G.I Joe: Special Missions #8 offers a bit of a one-shot this week, but you seldom need grand-sweeping arcs to find it interesting. From start to finish, this issue is a refreshing read. It’s not perfect, but it’s a good standard.
The official description from IDW:
A peace-promoting diplomat is gunned down and barely escapes with his life. The world watches as the man lies at death’s door in a high security facility. COBRA is watching as well and mounts an all-out cyber-assault to take their target down once and for all. Mainframe and Dial-Tone are the last line of defense in a deadly chess game with COBRA’s entire cyber-war division. The Joes pray for peace but program for war in DENIAL OF SERVICE!
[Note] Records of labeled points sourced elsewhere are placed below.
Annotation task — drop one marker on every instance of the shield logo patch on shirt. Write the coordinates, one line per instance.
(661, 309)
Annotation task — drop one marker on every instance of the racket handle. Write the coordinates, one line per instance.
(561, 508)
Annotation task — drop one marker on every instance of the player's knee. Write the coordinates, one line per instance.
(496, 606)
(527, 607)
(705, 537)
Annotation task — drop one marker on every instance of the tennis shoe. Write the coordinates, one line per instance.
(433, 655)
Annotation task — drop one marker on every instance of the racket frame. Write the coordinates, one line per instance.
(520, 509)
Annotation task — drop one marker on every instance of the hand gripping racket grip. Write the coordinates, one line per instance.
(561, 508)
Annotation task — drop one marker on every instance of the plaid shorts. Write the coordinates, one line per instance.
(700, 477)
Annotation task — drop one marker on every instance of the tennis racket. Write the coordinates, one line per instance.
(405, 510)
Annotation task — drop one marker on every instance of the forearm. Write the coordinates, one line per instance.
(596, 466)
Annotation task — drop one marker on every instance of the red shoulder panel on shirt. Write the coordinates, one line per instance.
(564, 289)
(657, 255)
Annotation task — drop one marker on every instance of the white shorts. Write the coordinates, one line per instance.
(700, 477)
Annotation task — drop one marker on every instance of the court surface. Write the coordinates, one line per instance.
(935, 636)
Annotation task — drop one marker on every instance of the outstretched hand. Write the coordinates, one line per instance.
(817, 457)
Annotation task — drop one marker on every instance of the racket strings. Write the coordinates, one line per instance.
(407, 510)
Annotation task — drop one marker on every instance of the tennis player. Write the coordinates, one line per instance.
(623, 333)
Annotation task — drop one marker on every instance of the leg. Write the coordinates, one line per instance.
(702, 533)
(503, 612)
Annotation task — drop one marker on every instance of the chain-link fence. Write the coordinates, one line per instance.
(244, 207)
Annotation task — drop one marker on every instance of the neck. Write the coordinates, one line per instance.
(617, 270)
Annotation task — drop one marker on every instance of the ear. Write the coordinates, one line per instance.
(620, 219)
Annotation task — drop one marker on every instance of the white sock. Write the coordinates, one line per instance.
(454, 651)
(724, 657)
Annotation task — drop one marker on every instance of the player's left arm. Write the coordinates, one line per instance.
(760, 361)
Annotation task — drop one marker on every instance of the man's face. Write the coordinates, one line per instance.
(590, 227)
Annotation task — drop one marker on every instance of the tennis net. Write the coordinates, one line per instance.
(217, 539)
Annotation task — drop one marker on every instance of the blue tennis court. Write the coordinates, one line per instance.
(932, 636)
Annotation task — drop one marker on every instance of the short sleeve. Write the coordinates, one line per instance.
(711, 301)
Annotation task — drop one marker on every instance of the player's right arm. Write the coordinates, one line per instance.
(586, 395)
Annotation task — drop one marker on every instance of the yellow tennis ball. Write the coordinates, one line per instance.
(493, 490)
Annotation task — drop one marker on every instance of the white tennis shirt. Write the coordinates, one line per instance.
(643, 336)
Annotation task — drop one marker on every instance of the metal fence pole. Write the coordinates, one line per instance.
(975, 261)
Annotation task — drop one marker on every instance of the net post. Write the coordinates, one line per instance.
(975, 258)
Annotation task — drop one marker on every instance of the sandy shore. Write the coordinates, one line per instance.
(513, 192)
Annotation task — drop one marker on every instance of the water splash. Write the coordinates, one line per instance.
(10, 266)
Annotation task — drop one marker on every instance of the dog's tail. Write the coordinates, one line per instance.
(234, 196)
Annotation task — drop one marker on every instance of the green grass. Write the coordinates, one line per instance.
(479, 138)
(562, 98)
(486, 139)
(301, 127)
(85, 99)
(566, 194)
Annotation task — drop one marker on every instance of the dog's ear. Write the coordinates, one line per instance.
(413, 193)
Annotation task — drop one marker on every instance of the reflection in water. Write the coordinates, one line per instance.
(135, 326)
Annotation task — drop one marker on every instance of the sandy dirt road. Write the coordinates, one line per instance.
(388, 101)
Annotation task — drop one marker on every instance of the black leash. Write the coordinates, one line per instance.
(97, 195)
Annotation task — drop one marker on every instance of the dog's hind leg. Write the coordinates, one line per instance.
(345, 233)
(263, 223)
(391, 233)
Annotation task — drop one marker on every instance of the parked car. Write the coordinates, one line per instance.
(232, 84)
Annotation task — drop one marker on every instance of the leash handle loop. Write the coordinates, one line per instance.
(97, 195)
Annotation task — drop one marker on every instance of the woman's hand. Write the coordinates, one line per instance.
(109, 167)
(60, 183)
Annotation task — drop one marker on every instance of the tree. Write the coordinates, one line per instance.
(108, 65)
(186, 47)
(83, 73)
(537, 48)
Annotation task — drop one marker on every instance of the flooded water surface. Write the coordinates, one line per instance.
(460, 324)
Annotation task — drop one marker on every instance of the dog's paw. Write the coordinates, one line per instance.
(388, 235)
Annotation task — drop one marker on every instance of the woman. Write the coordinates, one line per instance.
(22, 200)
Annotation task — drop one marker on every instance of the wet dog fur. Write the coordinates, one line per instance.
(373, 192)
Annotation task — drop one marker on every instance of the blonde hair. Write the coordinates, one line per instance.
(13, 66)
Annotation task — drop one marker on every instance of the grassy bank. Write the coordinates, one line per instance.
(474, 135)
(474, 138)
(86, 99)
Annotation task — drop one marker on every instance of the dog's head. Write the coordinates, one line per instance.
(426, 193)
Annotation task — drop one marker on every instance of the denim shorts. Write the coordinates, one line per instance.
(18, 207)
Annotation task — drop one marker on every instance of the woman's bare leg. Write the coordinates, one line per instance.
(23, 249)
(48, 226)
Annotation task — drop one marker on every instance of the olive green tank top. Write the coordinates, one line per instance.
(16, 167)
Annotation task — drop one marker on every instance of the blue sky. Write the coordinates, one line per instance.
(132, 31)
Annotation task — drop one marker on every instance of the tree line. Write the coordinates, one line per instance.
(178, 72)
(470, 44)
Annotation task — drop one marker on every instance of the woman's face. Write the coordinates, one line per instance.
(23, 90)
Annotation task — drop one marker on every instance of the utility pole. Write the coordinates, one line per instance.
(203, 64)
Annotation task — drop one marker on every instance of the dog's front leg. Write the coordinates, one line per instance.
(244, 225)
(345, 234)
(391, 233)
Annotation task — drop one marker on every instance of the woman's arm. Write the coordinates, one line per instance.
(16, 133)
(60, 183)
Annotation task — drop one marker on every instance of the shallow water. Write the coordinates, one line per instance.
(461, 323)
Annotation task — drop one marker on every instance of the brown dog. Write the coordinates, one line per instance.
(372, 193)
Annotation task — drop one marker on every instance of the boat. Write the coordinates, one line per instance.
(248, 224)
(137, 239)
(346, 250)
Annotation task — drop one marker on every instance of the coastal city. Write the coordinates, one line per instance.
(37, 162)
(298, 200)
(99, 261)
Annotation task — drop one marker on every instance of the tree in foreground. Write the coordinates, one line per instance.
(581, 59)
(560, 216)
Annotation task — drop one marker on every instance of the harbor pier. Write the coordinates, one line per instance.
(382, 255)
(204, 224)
This issue starts and ends quickly, but it is a breath of fresh air for the most part. The goal is outlined very quickly – G.I Joe want one guy a live and -surprise- Cobra want to do bad things and kill someone – yet this only lets the action start earlier. Everything is planned out relatively smoothly, but thats partially because the majority of action here takes place behind desks and computers, which balances nicely with the actual physical developments that do take place.
A lot of this is down to the writing, although Chuck Dixon does rely on some classic tropes. It does suit the story in a way, but its hard not to bawl at the idea of hackers on different sides making silly insults and remarks at each other. It adds to tension, sure, but it loses the impression of experts trying to concentrate during a delicate situation.
Visually, this issue is has a bit of a change-up in the team but the end result still looks good. S L Gallants pencils have detail and dynamic elements that work well with the fast paced nature of G.I Joe and his focus on faces and people ensures even wider panels don’t turn into simple blurry stick-men. Aburtov and Juan Foo provide suitable colors – I’ve noticed more emphasis on lighting this month, such as screen-glare and other elements. It’s a nice touch that, of course, works rather well in an issue such as this.
In short, this is a stable entry for the series. It doesn’t build on anything much, but its useful to have breaks in-between bigger arcs.